UIPinchGestureRecognizer *pinchGestureRecognizer = [[UIPinchGestureRecognizer alloc] initWithTarget:self action:@selector(pinchGesture:)];
pinchGestureRecognizer.cancelsTouchesInView = NO;
[scrollView addGestureRecognizer:pinchGestureRecognizer];

Simultaneous gesture recognition on the UIViewController has been enabled;

- (BOOL)gestureRecognizer:(UIGestureRecognizer *)gestureRecognizer shouldRecognizeSimultaneouslyWithGestureRecognizer:(UIGestureRecognizer *)otherGestureRecognizer {
return YES;

}

Edit:

Problem 2 for experiment 2 has been solved. I didn't set the correct delegate for the pan/pinch gestures. D'oh!

What remains is how to forward the pinch/pan gestures.

1
Did you try the UIScrollView zoom functionality. It supports by default pinch to zoom, you just have to provide the view that will be zoomed, so I think you just have to determine which view is on screen and pass it to the UIScrollView.danypata
Zooming in UIScrollView seems more like a solution to simply zoom subViews of UIScrollView, hence modifying their sizes. That's not what I'm looking for though. The sizes have to remain constant as only the content of the my UIViews need to change, which in turn is handled by the ShinobiChart itself.AlBirdie

1 Answers

1
votes

You're close with placing a transparent view on top of the others. But, you need to override one more method.

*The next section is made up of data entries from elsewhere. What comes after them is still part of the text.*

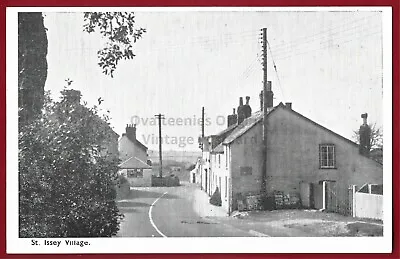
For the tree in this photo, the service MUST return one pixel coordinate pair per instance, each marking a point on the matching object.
(119, 30)
(117, 27)
(66, 181)
(376, 137)
(374, 149)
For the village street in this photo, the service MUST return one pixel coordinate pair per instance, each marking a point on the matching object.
(184, 211)
(172, 215)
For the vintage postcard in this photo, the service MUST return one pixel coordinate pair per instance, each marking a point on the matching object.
(199, 130)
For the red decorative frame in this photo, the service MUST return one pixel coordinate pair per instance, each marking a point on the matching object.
(294, 3)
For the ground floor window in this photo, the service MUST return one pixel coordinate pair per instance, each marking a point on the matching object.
(135, 173)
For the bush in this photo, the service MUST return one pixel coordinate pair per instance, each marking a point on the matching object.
(66, 180)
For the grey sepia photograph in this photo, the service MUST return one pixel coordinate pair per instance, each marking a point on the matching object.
(203, 123)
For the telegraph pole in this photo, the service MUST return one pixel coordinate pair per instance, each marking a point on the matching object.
(202, 125)
(202, 147)
(160, 117)
(265, 128)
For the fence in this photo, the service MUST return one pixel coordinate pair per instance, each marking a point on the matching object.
(367, 205)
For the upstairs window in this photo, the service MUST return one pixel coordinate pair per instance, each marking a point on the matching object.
(327, 156)
(135, 173)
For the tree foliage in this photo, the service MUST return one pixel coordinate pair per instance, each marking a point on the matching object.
(119, 30)
(376, 136)
(66, 182)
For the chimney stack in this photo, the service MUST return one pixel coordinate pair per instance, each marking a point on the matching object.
(131, 131)
(269, 102)
(247, 108)
(232, 119)
(365, 136)
(240, 111)
(364, 117)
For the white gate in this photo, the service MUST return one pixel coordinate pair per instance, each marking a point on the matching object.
(367, 204)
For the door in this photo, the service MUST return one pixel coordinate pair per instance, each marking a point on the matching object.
(330, 194)
(206, 183)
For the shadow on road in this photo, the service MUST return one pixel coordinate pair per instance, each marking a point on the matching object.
(127, 204)
(143, 194)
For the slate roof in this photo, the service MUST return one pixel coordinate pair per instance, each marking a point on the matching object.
(136, 142)
(243, 127)
(218, 149)
(133, 163)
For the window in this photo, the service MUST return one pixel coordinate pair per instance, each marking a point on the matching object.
(226, 157)
(246, 170)
(135, 173)
(327, 157)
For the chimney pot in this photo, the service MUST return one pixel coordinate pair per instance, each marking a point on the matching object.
(269, 87)
(364, 116)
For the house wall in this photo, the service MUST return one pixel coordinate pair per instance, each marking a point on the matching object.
(128, 149)
(220, 179)
(205, 175)
(145, 181)
(110, 146)
(293, 156)
(246, 151)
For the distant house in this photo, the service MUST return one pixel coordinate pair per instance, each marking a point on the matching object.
(303, 160)
(133, 153)
(136, 171)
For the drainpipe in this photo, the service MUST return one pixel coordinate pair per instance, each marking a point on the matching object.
(323, 195)
(230, 193)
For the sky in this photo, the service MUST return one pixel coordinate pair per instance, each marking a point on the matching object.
(328, 64)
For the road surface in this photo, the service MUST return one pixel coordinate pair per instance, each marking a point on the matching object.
(169, 212)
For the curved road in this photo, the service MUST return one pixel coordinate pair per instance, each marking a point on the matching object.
(168, 212)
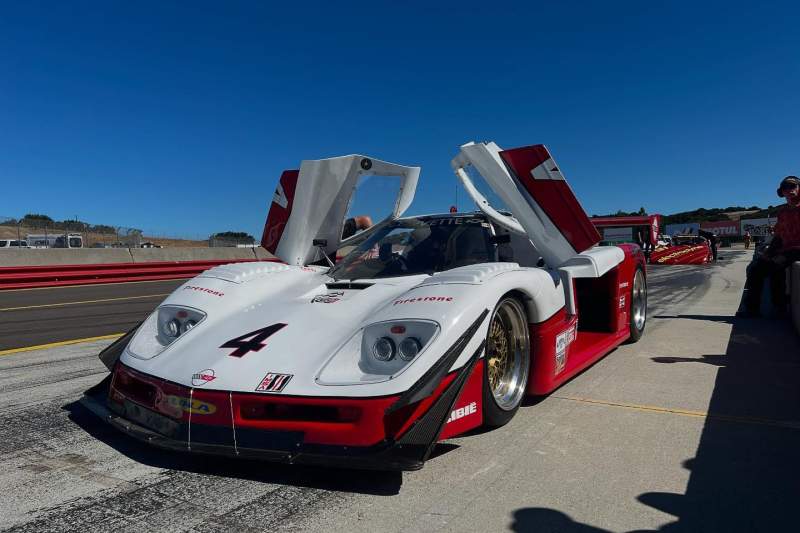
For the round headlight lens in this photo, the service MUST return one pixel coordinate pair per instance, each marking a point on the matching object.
(383, 349)
(172, 328)
(409, 348)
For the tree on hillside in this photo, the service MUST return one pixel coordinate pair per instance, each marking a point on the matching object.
(36, 217)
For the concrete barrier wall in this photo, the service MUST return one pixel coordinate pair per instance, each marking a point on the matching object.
(796, 295)
(79, 256)
(99, 256)
(148, 255)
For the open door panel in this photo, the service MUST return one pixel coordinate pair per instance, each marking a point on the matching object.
(311, 203)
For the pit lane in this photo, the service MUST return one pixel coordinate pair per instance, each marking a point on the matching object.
(695, 428)
(34, 317)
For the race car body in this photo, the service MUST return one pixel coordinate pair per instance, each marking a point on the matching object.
(683, 250)
(430, 327)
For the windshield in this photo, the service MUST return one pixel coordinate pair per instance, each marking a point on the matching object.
(418, 246)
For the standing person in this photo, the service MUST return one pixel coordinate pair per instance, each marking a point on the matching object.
(782, 251)
(713, 241)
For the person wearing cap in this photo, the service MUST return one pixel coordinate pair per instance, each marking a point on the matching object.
(781, 252)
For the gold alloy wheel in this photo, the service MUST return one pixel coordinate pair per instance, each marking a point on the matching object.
(639, 300)
(507, 354)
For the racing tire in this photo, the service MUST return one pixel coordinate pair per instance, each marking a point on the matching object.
(506, 362)
(638, 312)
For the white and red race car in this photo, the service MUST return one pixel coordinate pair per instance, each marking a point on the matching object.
(431, 326)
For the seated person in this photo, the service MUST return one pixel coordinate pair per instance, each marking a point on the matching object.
(782, 251)
(355, 224)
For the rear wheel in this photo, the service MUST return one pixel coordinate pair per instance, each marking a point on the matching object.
(638, 305)
(506, 363)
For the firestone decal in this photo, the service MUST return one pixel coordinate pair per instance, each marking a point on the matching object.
(274, 382)
(563, 340)
(203, 289)
(461, 412)
(331, 297)
(424, 299)
(204, 376)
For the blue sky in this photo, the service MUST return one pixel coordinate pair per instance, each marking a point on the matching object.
(178, 117)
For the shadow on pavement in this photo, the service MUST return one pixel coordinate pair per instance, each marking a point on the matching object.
(358, 481)
(541, 520)
(744, 476)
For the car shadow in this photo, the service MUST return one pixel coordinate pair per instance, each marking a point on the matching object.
(743, 476)
(371, 482)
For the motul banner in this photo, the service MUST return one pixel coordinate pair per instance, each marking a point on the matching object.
(758, 227)
(723, 228)
(687, 228)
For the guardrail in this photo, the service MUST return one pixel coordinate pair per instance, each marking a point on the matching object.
(25, 277)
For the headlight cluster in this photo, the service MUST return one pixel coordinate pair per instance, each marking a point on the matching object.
(378, 352)
(162, 328)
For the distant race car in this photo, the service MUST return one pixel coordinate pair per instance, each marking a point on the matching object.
(683, 250)
(429, 327)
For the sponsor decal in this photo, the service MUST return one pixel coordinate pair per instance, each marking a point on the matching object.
(563, 340)
(196, 407)
(204, 376)
(253, 341)
(331, 297)
(424, 299)
(454, 221)
(461, 412)
(274, 382)
(203, 289)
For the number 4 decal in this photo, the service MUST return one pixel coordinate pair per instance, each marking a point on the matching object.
(251, 342)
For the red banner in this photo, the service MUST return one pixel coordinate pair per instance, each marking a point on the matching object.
(723, 228)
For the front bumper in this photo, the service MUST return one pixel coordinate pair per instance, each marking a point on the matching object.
(278, 446)
(386, 433)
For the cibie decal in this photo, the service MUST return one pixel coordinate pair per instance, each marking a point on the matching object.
(204, 376)
(461, 412)
(203, 289)
(253, 341)
(563, 340)
(331, 297)
(273, 382)
(424, 299)
(197, 407)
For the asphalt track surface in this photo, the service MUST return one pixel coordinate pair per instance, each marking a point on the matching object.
(31, 317)
(694, 428)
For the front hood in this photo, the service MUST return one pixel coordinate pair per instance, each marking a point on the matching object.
(306, 315)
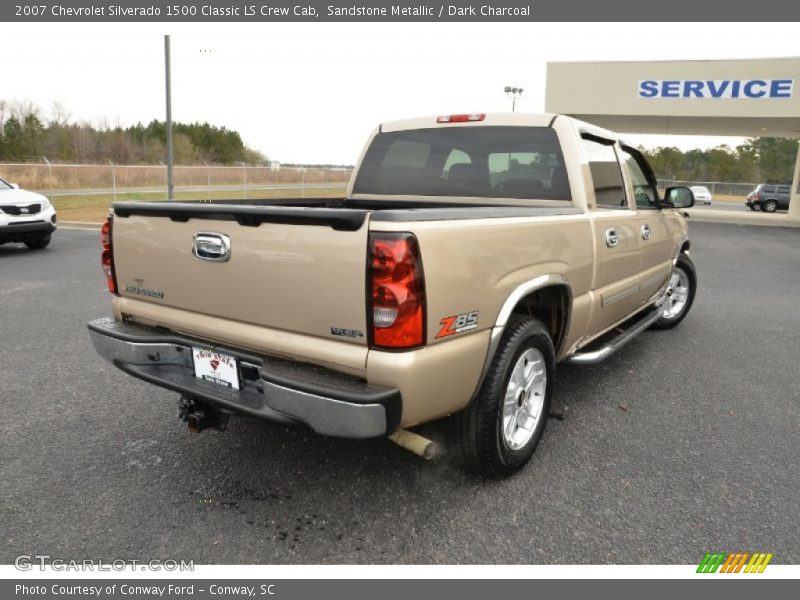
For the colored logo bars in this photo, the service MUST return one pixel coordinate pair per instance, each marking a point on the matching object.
(734, 562)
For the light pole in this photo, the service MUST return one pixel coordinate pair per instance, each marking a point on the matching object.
(513, 93)
(168, 125)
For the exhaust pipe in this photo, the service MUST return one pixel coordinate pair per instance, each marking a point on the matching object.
(413, 442)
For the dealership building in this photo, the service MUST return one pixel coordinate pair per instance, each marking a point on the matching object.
(699, 97)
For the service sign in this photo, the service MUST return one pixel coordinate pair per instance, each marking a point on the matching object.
(748, 89)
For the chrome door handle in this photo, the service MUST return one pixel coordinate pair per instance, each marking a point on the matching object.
(211, 246)
(612, 238)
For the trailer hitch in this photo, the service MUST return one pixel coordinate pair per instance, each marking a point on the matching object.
(199, 416)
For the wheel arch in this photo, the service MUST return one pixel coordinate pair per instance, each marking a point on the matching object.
(546, 297)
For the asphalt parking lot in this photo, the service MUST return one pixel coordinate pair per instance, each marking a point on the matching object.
(684, 442)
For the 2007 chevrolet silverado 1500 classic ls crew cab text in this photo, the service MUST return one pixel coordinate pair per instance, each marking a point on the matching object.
(471, 254)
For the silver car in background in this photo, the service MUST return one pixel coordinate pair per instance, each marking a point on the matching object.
(702, 195)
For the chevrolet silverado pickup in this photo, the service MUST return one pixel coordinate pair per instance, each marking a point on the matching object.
(470, 255)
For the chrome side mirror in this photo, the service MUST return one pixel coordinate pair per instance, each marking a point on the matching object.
(679, 197)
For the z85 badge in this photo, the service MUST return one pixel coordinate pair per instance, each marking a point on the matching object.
(458, 324)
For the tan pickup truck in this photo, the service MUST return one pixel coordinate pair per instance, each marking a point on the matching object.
(470, 255)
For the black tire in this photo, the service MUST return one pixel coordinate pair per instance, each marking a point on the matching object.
(686, 265)
(38, 244)
(477, 430)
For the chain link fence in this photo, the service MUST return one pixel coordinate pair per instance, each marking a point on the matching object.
(234, 181)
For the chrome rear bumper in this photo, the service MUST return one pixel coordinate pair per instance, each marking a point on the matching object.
(329, 402)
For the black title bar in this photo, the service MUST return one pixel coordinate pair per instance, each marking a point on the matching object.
(214, 11)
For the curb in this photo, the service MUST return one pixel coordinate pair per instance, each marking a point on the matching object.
(740, 218)
(79, 225)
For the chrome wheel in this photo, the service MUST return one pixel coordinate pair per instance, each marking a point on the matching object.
(677, 294)
(524, 399)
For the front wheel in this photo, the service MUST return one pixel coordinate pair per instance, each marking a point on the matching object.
(498, 432)
(679, 295)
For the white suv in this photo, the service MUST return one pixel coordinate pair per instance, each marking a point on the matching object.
(25, 217)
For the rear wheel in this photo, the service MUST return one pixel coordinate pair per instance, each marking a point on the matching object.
(38, 244)
(680, 293)
(497, 434)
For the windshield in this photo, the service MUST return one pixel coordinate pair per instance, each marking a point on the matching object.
(485, 162)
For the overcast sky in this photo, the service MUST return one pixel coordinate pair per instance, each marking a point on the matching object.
(313, 92)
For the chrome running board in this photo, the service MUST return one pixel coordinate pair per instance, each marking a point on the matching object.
(601, 349)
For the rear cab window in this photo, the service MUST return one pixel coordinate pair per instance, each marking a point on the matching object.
(487, 162)
(607, 181)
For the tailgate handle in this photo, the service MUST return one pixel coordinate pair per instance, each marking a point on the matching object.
(211, 246)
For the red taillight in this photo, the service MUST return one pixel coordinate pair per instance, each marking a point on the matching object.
(398, 291)
(460, 118)
(107, 257)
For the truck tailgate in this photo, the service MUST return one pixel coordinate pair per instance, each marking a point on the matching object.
(292, 269)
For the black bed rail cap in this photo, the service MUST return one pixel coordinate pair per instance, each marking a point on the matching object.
(252, 215)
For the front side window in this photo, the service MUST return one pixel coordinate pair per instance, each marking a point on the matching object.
(485, 162)
(644, 190)
(609, 187)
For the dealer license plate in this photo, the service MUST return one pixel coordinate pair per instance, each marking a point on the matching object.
(215, 367)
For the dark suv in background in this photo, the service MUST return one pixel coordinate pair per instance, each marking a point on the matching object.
(769, 197)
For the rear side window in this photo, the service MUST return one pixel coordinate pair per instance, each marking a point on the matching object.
(486, 162)
(609, 187)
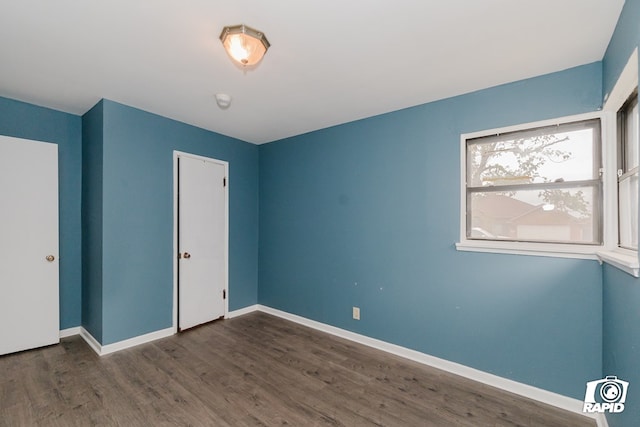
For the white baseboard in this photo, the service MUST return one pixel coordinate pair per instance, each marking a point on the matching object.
(242, 311)
(69, 332)
(544, 396)
(102, 350)
(89, 339)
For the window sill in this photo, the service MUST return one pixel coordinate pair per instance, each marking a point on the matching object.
(555, 250)
(625, 260)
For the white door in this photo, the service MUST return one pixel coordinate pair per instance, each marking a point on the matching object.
(29, 306)
(202, 240)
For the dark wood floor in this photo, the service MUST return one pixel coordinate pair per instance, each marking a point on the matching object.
(252, 370)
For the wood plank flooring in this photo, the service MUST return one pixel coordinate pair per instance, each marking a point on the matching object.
(254, 370)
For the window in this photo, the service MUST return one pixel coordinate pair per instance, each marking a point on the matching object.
(536, 185)
(628, 173)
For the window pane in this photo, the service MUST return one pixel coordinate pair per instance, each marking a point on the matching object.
(551, 154)
(554, 215)
(628, 201)
(631, 139)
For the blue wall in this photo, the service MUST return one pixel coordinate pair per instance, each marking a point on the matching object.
(92, 159)
(621, 292)
(137, 217)
(22, 120)
(367, 213)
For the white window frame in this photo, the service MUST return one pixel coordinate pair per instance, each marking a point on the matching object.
(609, 252)
(563, 250)
(624, 259)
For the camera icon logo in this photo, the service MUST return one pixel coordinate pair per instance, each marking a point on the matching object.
(606, 395)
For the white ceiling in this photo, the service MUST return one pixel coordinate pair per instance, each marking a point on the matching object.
(330, 61)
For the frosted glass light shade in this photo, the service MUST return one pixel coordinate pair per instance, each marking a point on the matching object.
(244, 44)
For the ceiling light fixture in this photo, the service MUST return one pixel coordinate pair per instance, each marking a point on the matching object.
(244, 44)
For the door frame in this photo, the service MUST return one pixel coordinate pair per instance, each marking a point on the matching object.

You want to override hitTest:withEvent on the transparent view. This method is used while traversing the responder chain to see which view handles a touch in a particular area. If a view handles that touch, it returns Itself. If it wants to pass it on to the next view below it, it returns nil. If it knows another view handles that touch, it can return that view.

So, in your case, if the point is in the target area of your top transparent view, you return view1. View1's gesture recognizer should then be called.

Example:

InterceptorView is a transparent view which lies on top of the scrollView. TargetView is a view inside the scrollView, and has a TapGestureRecognizer attached to it.

class InterceptorView: UIView {

    required init(coder aDecoder: NSCoder) {
        super.init(coder: aDecoder)
    }

    @IBOutlet weak var targetView1: UIView?

    override func hitTest(point: CGPoint, withEvent event: UIEvent?) -> UIView? {
        print("[Interceptor] Testing point: \(point) ")
        if self.pointInside(point, withEvent: event) {
            println("Hit")
            return targetView1
        }
        else {
            println()
            return nil;
        }
    }
}

--

class TargetView: UIView {

    required init(coder aDecoder: NSCoder) {
        super.init(coder: aDecoder)
    }

     @IBAction func handleGesture(gestureRecognizer: UIGestureRecognizer) {
        let location = gestureRecognizer.locationInView(self)
        print("[TargetView] Got gesture.  Location \(location) ")
        if (pointInside(location, withEvent: nil)) {
            println("Inside");
        }
        else {
            println("Outside");
        }
    }
}

Here's the project: https://github.com/annabd351/GestureForwarding

(there's some other stuff in there too, but it works!)